Stefan looked at her, one hand in his pocket, the other clutchingthe torch, which Persey did her best not to look at. Neither of them spoke and the fact he didn’t speak unnerved her. It was far more effective than shouting at her. Silently, she moved inside her room, leaving the door open for him.

She shivered in her thin nightdress and cast her eyes around for her dressing gown, regretting not putting it on now. Stefan softly closed the bedroom door behind him, moved to put the torch on her dressing table and, wordlessly, removed his jacket and placed it around her shoulders.

‘You are shivering,’ he said quietly. He scrutinised her face.

She looked at the torch on the dressing table and then glanced away. ‘Thank you,’ she said, pulling his jacket around her. It smelled of him and was warm from his body heat, but the eagle embroidered on the front sickened her.

‘Is this yours?’ Stefan said softly, looking towards the torch.

She paused, studying it hard. ‘I don’t think so. Possibly though. I have one fairly similar somewhere.’ Her voice was strained, her chest tight. Her ribcage felt as if it was closing in on her, crushing her from within.

He nodded slowly. ‘I found it outside. After curfew.’

‘I must have dropped it earlier. If it is mine, that is,’ she clarified.

‘It was not there when I went out with your sister this evening.’ His gaze bore into her.

‘I nipped out to the garage for something,’ she said, tipping her chin up defiantly.

‘For what?’

‘Is this an interrogation?’ she asked with a laugh that sounded false even to her own ears.

Stefan’s laugh was genuine. ‘Of course not. But you went outside after curfew?’

‘To the garage,’ she said.

‘No one is allowed outside at all after curfew.’ He stepped towards her as if to illustrate the severity of his point.

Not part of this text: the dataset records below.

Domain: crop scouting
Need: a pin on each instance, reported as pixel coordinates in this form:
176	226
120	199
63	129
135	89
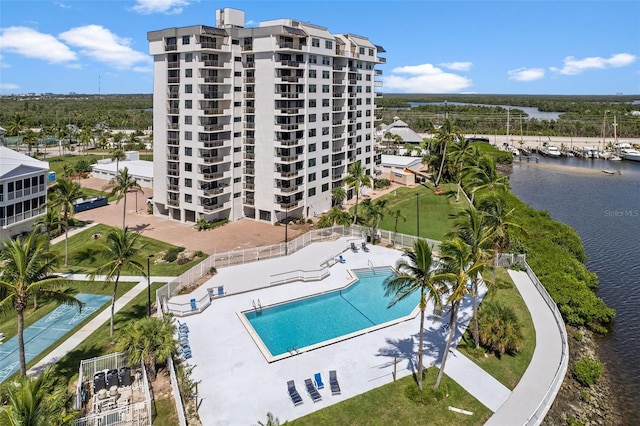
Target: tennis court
46	331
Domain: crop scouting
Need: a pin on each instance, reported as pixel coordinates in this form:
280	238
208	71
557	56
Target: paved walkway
534	384
83	333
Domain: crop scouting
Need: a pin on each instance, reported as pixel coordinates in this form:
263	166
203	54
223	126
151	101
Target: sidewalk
84	332
532	389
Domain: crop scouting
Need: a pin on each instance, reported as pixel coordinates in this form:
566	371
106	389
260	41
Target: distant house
23	192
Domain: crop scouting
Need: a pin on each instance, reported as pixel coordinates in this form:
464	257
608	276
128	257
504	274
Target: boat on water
630	154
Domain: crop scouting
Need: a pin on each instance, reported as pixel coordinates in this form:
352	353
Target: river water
605	211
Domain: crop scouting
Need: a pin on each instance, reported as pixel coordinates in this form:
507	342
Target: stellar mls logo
622	213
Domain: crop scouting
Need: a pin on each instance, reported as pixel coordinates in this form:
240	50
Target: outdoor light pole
286	224
418	215
149	284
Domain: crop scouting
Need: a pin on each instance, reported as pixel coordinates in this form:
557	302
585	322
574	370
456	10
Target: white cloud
457	66
526	74
573	66
168	7
8	86
33	44
102	45
424	78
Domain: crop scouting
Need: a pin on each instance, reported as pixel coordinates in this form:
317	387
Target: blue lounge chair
312	391
293	393
317	378
333	382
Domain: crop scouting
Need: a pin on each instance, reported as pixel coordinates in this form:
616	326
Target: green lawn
9	321
507	369
83	256
389	405
435	211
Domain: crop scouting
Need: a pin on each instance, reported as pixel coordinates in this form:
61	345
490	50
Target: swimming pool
287	328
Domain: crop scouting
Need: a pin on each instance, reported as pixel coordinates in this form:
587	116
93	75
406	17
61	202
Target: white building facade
23	192
258	122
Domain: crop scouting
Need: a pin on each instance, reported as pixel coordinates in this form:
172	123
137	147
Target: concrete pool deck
237	384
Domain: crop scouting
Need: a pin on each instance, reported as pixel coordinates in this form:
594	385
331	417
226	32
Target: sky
538	47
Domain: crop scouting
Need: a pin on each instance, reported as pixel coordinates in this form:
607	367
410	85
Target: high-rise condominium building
258	122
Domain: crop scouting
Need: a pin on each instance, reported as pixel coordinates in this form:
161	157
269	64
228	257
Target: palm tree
338	194
497	215
355	179
27	266
373	215
35	401
149	340
417	274
122	183
335	216
119	250
447	133
456	268
397	215
472	227
64	194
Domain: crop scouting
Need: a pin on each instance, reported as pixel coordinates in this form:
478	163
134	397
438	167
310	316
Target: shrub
587	370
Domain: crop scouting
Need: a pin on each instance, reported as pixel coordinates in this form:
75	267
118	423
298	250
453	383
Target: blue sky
486	47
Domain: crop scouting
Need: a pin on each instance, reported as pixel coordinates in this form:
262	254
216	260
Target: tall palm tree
417	274
356	179
64	194
498	216
446	134
472	227
35	401
456	268
119	251
149	340
27	266
122	183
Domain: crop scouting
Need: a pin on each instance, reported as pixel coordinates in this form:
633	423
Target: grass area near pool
390	405
9	321
84	258
507	369
435	211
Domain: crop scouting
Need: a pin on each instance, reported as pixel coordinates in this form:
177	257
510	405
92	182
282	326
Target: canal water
605	211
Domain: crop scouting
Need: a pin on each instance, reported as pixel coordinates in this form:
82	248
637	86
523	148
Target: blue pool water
316	319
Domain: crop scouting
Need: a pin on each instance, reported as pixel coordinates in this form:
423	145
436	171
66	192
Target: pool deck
238	386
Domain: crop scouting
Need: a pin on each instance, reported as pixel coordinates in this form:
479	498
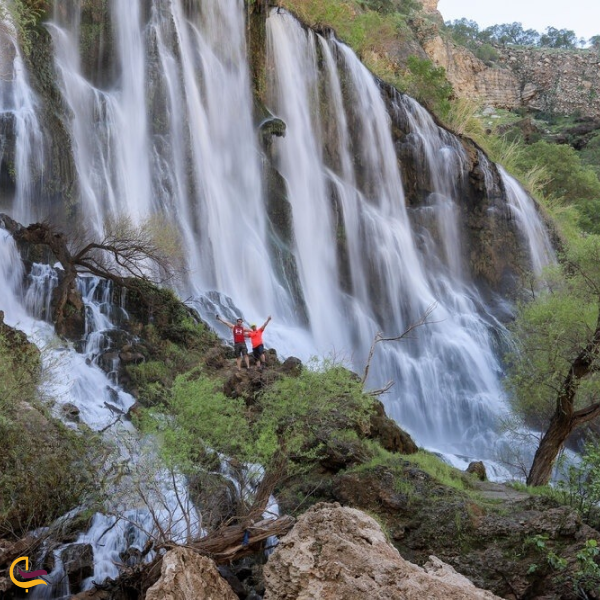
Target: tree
512	33
125	253
464	31
558	38
555	376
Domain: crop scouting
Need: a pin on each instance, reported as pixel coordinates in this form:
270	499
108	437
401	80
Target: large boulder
337	553
185	575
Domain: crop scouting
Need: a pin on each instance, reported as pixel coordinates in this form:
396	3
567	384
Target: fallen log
236	541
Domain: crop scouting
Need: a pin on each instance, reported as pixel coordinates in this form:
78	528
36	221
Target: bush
428	84
292	420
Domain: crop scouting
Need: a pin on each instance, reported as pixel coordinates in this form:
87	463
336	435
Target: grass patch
440	471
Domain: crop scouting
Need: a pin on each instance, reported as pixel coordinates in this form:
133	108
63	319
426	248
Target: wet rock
477	468
216	358
389	434
134	358
186	575
291	366
70	412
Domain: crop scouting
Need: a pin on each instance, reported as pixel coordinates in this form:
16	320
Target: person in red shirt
239	341
258	349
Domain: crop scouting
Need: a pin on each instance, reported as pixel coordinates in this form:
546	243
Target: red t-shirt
255	337
238	334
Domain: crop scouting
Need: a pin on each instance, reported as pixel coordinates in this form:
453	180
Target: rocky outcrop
556	81
542	79
471	78
336	553
185	575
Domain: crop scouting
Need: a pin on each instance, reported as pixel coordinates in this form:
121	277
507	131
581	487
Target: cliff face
556	81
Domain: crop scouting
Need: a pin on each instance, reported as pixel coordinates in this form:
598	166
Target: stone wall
545	79
558	81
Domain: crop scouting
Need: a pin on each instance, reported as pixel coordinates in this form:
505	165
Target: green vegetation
373	29
467	33
26	15
441	471
291	424
581	488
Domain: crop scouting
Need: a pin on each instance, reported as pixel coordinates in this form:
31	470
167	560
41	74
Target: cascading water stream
73	378
167	133
532	229
18	121
448	376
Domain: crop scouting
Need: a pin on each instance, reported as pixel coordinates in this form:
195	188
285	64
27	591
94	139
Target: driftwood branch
379	337
236	541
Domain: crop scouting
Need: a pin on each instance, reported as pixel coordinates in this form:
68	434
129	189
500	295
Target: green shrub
292	420
428	84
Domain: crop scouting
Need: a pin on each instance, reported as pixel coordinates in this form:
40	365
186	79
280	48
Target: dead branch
379	337
236	541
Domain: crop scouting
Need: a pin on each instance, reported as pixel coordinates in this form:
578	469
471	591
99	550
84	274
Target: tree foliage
554	378
467	33
428	84
45	468
290	422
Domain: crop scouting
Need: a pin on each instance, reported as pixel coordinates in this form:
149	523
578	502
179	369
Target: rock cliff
542	79
337	553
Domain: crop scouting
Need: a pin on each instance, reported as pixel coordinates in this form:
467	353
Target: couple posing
239	342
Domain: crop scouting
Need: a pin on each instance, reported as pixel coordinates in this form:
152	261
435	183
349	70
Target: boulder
477	468
185	575
70	412
338	553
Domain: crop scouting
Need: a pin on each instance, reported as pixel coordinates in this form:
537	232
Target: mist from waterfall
18	120
167	133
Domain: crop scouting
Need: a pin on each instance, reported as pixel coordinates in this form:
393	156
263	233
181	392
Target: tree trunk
556	435
565	418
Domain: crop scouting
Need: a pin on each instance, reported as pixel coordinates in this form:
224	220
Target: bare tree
379	337
126	253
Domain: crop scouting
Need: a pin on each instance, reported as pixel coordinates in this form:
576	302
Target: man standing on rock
258	349
239	341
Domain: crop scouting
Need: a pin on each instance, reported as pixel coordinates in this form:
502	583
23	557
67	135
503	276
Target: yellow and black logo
26	574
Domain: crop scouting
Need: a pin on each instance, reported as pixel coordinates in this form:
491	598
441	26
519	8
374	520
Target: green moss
441	471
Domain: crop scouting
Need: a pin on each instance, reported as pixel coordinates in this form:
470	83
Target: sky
580	16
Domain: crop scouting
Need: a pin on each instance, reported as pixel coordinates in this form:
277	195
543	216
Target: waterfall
167	133
447	389
18	122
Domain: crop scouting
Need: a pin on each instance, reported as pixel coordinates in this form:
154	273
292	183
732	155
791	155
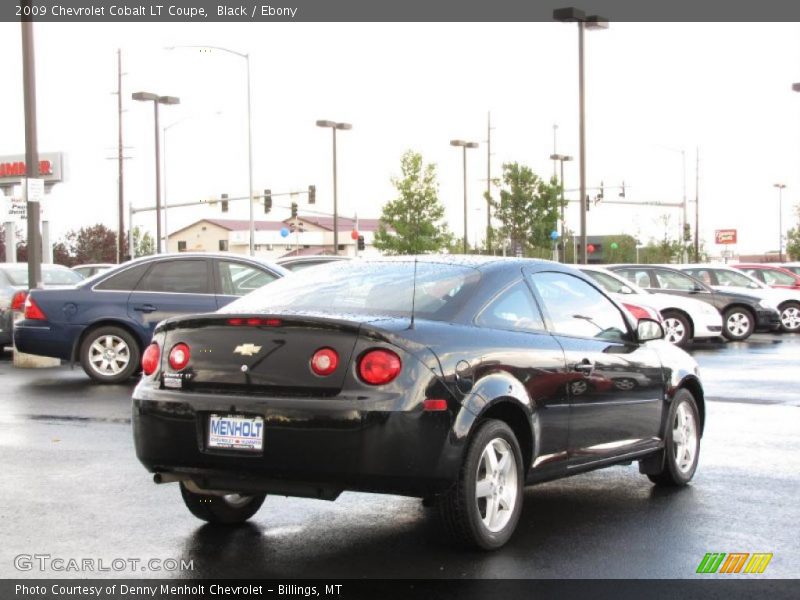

‘Both you and Dido were out after curfew,’ Persey countered. ‘Even though the club has adjusted its hours so you didn’t need to be so late.’

She was aware of his proximity to her and the inappropriateness of his being inside her bedroom while she was in her nightdress. He was watching her silently and so she pushed on. ‘You are both back far later than when the club closed.’